John List received his PhD from the University of Wyoming and is currently the Kenneth C. Griffin Distinguished Service Professor of Economics at the University of Chicago after holding positions at the University of Central Florida, the University of Arizona and the University of Maryland. Prof. List has been at the forefront of environmental economics and has served as senior economist on the President's Council of Economic Advisors for Environmental and Resource Economics. He is also a Research Associate at the National Bureau of Economic Research, a Research Fellow at the Institute for the Study of Labor (IZA), and a University Fellow at Tilburg University in the Netherlands. However, List is best known as one of the world's leading experts on experimental economics. He received the Kenneth Galbraith Award in 2010 and the 2008 Arrow Prize for Senior Economists for his research on Behavioural Economics through field experiments.
In 2013, he published, together with Uri Gneezy, The Why Axis: Hidden Motives and the Undiscovered Economics of Everyday Life
His website is amazing… In there you will find various areas that his research has touched. You just have to click on the funniest images ever, to see his research. Check it out here
List, along with Chicago economist Steven Levitt and Harvard economist Roland Fryer, and funded by Chicago philanthropists Kenneth and Anne Griffin, has established the Griffin Early Childhood Centre. This program focuses on understanding how best to educate the nation's youth. Additionally, List continues to be active in the field of environmental economics with recent field experiments on environmental technology adoption.
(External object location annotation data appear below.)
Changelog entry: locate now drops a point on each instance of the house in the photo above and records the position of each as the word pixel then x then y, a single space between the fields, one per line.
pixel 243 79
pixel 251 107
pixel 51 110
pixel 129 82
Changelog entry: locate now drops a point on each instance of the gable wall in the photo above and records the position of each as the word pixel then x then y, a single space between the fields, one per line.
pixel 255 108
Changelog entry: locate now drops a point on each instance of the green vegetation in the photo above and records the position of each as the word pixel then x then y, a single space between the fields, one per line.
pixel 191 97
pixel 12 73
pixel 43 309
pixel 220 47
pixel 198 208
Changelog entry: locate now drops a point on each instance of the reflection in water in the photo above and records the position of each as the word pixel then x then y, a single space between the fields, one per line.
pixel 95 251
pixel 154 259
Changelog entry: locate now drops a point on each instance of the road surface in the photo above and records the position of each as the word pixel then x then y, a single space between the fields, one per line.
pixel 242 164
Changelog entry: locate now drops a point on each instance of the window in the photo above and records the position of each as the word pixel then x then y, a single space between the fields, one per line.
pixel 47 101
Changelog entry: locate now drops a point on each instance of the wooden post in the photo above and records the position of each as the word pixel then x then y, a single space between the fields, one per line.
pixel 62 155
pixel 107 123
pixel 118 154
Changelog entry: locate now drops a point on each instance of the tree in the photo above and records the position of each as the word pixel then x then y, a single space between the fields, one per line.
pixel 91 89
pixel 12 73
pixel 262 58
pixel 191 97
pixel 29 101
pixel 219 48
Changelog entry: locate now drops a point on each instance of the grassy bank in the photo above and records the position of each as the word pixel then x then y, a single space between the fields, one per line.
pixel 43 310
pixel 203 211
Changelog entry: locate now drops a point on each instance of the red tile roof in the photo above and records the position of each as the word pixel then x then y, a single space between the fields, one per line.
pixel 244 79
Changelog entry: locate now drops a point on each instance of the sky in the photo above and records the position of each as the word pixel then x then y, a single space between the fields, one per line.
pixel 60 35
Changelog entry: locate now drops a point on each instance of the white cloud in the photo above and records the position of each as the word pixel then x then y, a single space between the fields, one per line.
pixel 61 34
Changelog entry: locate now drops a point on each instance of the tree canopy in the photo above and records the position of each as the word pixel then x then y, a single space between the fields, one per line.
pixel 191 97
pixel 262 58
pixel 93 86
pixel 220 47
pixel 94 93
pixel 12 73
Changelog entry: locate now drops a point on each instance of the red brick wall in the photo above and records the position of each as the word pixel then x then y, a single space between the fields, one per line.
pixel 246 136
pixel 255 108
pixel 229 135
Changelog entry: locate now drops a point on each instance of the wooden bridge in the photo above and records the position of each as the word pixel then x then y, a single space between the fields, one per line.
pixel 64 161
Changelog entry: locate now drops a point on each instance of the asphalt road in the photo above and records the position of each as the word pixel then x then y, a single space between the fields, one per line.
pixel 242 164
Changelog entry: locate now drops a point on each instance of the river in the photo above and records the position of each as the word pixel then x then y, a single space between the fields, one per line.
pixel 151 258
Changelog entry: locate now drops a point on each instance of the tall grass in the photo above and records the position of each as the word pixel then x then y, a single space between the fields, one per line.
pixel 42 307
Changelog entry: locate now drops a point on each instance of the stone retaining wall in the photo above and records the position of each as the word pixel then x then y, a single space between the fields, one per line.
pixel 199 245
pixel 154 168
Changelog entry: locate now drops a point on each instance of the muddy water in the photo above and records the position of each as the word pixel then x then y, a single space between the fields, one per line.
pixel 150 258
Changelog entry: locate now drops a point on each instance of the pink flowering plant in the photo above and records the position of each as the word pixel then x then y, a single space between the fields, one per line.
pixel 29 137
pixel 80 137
When he was a kid, he used to buy sports cards at the local grocery store from the money he made cutting the neighbour’s grass, shovelling snow, and delivering newspapers. Over time, he amassed a huge collection and started to buy, sell and trade them at the big conventions. When he was in college and had to fund his own research, he decided to test economic theory while doing his hobby. His first several papers were all about bargaining and market structure and discrimination at sports card shows. He is still a sports card enthusiast, but he spends most of his free time coaching his children’s athletic teams nowadays.